By KAY JOHNSON
MUMBAI, India (AP) â¿¿ India's industrial output fell for the second straight month in December, government data showed Tuesday, adding to worries over a marked slowdown in Asia's third-largest economy, now predicted to grow at its slowest rate in a decade.
The production index measuring manufacturing, mining and electricity edged down 0.6 percent in December from a year earlier, more than the November contraction of 0.1 percent, according to the Central Statistics Office.
India's once-bright economic outlook has been dimming recently amid high inflation, weak consumer spending and delays in economic reforms that have chilled investment. Gross domestic product growth has slumped from over 9 percent in early 2011 to a projected growth of only 5 percent for the fiscal year ending in March.

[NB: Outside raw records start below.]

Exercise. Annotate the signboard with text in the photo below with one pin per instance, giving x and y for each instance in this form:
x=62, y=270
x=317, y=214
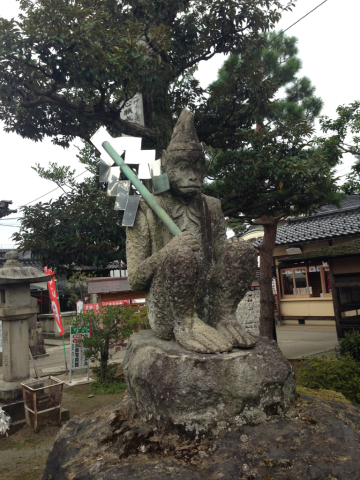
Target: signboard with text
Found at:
x=77, y=350
x=95, y=306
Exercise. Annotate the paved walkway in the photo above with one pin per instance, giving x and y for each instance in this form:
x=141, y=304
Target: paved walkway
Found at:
x=295, y=341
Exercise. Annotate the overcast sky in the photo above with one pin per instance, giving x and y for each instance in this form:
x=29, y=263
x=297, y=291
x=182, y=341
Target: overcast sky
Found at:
x=328, y=46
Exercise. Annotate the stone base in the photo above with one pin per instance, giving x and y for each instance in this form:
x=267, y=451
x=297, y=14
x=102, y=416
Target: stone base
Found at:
x=170, y=385
x=314, y=440
x=10, y=391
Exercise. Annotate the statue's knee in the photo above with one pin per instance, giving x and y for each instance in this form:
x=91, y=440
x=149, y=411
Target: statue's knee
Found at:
x=180, y=263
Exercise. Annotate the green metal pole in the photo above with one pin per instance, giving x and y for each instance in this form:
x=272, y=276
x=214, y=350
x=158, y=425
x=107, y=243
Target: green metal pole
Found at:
x=140, y=187
x=57, y=292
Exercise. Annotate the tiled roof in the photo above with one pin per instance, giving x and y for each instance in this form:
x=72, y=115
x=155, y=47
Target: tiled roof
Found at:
x=328, y=223
x=342, y=250
x=317, y=229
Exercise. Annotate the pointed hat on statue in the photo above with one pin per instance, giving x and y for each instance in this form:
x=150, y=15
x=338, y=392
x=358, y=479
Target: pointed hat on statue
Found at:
x=183, y=138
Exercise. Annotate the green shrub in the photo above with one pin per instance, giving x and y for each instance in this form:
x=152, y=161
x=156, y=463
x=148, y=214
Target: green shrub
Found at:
x=350, y=345
x=109, y=325
x=107, y=386
x=341, y=375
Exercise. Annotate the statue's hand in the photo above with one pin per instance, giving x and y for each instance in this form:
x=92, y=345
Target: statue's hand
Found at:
x=183, y=240
x=230, y=329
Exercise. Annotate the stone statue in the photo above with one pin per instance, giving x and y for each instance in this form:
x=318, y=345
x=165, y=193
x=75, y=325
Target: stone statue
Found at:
x=195, y=280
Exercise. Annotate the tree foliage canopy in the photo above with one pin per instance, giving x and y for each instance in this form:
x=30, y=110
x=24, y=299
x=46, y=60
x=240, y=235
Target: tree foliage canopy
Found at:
x=278, y=168
x=80, y=228
x=343, y=136
x=69, y=66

Falling industrial production seemed to back up that pessimistic GDP forecast issued last week by the statistics office, which sparked an unusual controversy within the government, with Finance Minister Palaniappan Chidambaram saying the gloomy outlook is overblown and 5.5 percent growth is still achievable.

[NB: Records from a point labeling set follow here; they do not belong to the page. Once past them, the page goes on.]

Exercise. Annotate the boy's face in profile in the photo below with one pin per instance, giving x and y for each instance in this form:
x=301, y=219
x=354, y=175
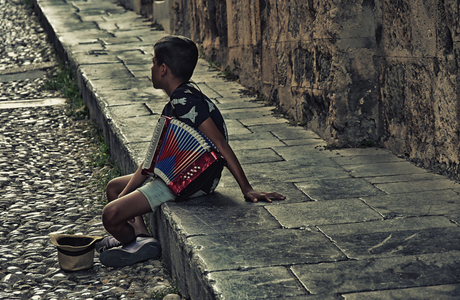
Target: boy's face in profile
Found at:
x=155, y=71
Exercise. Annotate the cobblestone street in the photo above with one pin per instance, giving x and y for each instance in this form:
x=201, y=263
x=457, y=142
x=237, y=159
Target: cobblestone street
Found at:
x=47, y=183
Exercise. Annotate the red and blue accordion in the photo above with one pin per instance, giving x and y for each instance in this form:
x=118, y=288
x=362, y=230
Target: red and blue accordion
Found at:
x=183, y=157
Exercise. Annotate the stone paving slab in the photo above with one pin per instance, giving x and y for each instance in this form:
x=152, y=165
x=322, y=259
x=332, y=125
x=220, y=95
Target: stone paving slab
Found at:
x=440, y=292
x=315, y=213
x=398, y=237
x=380, y=274
x=439, y=202
x=356, y=222
x=261, y=248
x=417, y=186
x=339, y=188
x=264, y=283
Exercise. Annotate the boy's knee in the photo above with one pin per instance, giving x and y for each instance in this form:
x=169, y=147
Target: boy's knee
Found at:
x=110, y=216
x=112, y=190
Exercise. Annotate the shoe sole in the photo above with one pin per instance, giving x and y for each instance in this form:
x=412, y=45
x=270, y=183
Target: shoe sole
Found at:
x=133, y=253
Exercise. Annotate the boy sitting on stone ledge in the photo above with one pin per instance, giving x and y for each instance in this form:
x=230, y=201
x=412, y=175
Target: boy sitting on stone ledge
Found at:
x=133, y=195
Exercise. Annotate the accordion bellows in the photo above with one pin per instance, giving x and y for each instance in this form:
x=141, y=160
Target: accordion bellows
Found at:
x=178, y=154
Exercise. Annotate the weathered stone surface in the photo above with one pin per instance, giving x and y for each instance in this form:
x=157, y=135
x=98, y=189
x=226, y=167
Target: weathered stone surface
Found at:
x=281, y=246
x=340, y=188
x=265, y=283
x=448, y=291
x=322, y=212
x=380, y=274
x=360, y=71
x=438, y=202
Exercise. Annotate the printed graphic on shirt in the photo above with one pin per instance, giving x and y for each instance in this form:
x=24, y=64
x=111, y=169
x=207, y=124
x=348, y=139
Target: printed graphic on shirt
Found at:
x=193, y=108
x=190, y=115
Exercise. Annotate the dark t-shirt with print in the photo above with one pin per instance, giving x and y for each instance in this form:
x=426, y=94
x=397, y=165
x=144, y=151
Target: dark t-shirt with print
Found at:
x=192, y=107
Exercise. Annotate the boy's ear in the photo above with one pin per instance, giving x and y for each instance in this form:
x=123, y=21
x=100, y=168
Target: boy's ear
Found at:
x=164, y=69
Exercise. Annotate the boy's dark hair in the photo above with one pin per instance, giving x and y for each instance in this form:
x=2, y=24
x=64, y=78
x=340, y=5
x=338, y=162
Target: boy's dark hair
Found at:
x=179, y=53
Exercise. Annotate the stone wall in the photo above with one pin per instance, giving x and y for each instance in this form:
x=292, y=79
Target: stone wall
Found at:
x=381, y=71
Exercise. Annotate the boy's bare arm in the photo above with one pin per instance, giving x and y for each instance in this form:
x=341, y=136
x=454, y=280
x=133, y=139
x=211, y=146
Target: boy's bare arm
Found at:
x=210, y=130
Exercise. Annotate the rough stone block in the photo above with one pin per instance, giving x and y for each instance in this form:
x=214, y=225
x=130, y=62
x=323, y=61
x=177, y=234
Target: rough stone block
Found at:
x=380, y=274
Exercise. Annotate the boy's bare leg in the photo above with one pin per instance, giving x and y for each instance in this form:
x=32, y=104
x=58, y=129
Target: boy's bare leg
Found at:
x=114, y=188
x=117, y=213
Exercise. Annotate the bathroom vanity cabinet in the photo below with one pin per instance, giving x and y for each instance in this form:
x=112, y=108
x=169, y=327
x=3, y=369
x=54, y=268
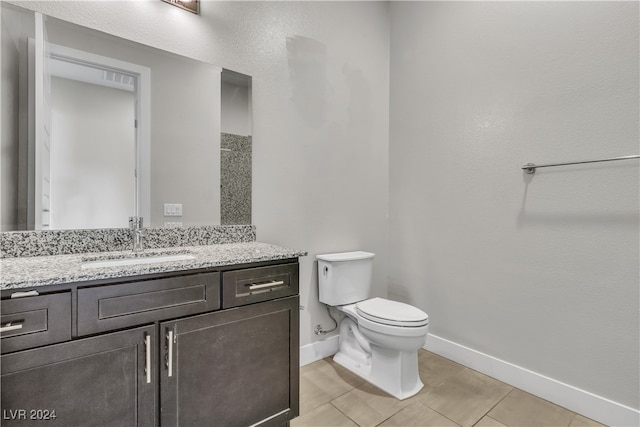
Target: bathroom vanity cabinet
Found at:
x=215, y=347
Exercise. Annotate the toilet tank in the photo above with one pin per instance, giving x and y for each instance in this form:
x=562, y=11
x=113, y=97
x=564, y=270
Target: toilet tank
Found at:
x=345, y=277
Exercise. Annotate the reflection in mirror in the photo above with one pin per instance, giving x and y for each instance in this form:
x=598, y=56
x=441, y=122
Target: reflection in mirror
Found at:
x=185, y=138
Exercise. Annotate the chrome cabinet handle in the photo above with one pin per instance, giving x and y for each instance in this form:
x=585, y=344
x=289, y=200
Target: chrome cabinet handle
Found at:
x=10, y=327
x=170, y=353
x=147, y=366
x=266, y=285
x=22, y=294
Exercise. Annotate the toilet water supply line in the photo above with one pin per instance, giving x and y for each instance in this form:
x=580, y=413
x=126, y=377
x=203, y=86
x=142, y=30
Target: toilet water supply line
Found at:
x=320, y=331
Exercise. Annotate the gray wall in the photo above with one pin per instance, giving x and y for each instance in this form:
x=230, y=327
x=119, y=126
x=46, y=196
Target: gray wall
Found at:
x=16, y=27
x=540, y=271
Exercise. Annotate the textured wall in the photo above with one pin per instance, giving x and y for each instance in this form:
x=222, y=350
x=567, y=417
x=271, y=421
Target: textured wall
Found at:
x=540, y=271
x=320, y=112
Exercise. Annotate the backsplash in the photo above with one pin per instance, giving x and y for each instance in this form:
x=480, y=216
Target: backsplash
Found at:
x=64, y=242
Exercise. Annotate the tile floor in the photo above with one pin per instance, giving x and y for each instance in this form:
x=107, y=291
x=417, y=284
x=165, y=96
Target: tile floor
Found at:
x=453, y=395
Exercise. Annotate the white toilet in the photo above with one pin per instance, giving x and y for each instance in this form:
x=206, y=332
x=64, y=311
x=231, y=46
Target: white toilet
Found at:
x=379, y=338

Tuesday's negative production figures may increase pressure on Chidambaram to present a pro-growth budget later this month to try to narrow deficits and introduce reforms to make doing business in India less difficult.
The latest signs of stalling growth might also convince the central bank to further reduce its base lending rates to try to stimulate weak consumer demand, although analyst Anjalika Bardalai with the Eurasia Group says stubbornly high inflation remains the bank's primary concern and she doesn't expect another rate cut more than the quarter point that it did last month.
Inflation of 7.2 percent that outstrips growth is hurting consumers, and lower interest rates could worsen the problem, she said. The government's next report on inflation is due Thursday.
Even a full point interest rate drop from the current 7.75 percent would still make borrowing too expensive to encourage businesses to invest more, she said.